Catholicism teaches the difference between a contracted sin and personal sin.

After the sin of Adam, the only type of sin humans could commit would be personal sins. These sins do not have the significance of original sin. Therefore, there would be no need for the incarnation. Of course, one could say that there was a human named Jesus who was a prophet among prophets. This means that essentially Jesus was not God.

When one gets rid of the fancy fluff (for example post 1501)…and then one seriously studies the implications of 10,000 breeding pairs, one will eventually see the serious attack on God and the truth of Divine Revelation coming from within the Catholic Church itself. There really are wolves in sheep clothing.

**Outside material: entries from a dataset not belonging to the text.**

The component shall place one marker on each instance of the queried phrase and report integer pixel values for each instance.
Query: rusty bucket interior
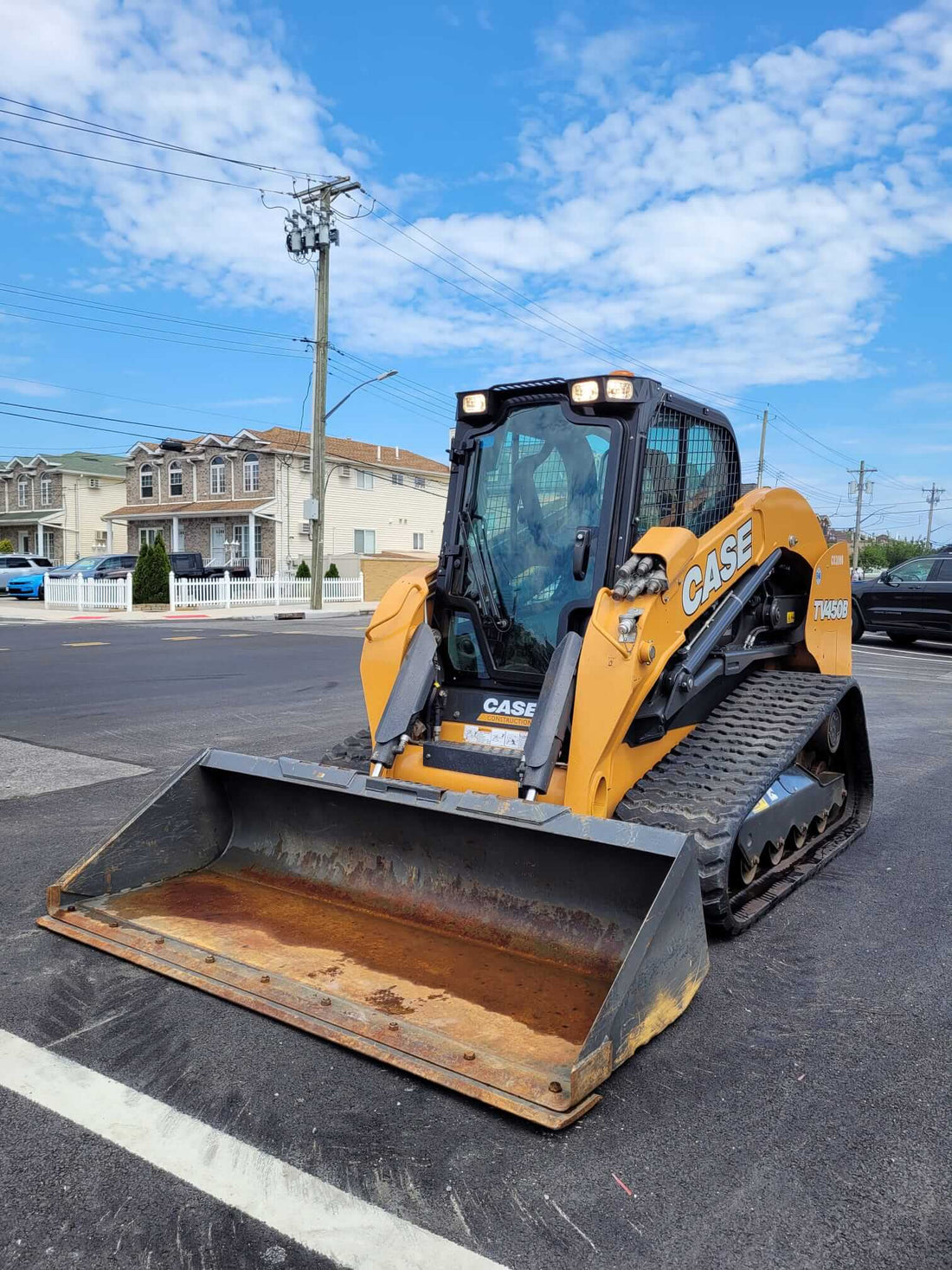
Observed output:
(508, 951)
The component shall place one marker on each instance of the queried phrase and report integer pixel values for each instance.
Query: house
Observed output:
(54, 505)
(240, 500)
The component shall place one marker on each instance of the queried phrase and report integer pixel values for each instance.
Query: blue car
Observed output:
(26, 586)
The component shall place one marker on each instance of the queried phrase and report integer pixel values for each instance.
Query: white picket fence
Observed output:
(230, 592)
(226, 592)
(84, 593)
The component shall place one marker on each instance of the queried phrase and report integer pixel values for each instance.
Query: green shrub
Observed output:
(150, 578)
(140, 576)
(160, 568)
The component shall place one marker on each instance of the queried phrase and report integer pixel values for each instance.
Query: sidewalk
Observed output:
(32, 609)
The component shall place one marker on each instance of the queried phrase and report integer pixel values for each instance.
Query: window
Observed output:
(241, 535)
(217, 475)
(691, 474)
(913, 571)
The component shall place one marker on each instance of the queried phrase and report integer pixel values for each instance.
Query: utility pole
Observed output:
(932, 497)
(763, 443)
(310, 233)
(859, 488)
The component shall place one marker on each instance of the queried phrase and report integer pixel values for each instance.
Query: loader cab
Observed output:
(552, 484)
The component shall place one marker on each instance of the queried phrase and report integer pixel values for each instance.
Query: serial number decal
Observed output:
(830, 609)
(499, 737)
(720, 567)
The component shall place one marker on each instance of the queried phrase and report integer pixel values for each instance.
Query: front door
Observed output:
(902, 603)
(218, 544)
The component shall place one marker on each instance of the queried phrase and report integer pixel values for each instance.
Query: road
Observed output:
(794, 1117)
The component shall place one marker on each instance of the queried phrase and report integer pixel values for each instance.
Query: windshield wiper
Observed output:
(483, 571)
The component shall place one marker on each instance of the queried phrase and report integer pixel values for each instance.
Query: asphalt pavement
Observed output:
(794, 1117)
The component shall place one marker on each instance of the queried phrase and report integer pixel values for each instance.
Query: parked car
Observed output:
(26, 586)
(14, 565)
(190, 564)
(909, 603)
(95, 567)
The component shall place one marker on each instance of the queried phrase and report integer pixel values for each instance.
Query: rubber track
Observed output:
(710, 783)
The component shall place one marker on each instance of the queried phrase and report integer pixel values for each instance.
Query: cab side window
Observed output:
(913, 571)
(691, 474)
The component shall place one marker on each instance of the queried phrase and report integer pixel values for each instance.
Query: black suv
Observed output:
(909, 603)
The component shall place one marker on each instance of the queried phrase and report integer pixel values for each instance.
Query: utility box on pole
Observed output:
(310, 234)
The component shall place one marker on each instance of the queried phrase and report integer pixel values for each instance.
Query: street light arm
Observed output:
(373, 378)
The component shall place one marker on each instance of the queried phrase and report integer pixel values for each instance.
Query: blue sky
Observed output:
(758, 207)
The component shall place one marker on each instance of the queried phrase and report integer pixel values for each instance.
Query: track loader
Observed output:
(616, 717)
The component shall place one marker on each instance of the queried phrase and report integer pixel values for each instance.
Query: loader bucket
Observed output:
(509, 951)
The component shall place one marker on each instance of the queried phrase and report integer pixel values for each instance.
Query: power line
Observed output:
(59, 298)
(106, 130)
(138, 166)
(527, 301)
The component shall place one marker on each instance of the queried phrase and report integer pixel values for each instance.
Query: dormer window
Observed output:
(217, 475)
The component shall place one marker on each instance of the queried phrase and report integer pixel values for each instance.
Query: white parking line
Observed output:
(315, 1215)
(908, 653)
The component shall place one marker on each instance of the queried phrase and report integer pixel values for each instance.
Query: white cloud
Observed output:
(730, 226)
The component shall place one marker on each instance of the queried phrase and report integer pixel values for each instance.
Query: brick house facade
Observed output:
(241, 500)
(55, 505)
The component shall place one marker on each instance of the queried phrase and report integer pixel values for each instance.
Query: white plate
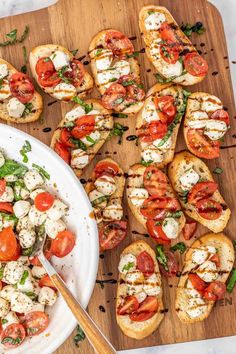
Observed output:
(79, 268)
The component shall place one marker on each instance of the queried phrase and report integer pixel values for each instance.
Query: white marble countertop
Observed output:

On the good side. Jesus Christ is really God and He is really present in the Catholic Eucharist. In the midst of the battle against the existence of God as Creator of our own human nature, we need to hold on to the bottom of the cross because that is where our true Savior is.
 
No, DavidV, this is not a crossing of a boundary.
Why?
Think of it this way: some Christians hold the theory
Why to you call it a theory? The Church has defined it as truth.
that the entire human species is descended from one breeding pair, named “Adam and Eve.” Aztecs in the sixteenth century held the theory that the sun would not rise unless human hearts were ripped out of the chests of victims to nourish the sun with human blood.
Did the Aztecs have a Holy Spirit led Magisterium that was protected from error?
I’m sure you would agree that it is not illegitimate of modern-day astronomers to evaluate and reject the Aztec theory about the necessity of sun sacrifice. So how is it any less legitimate for modern-day geneticists to evaluate and reject the Christian theory about descent from a single pair named Adam and Eve?

StAnastasia
Why are you asking me compare apples and oranges and then ask me to claim they are the same?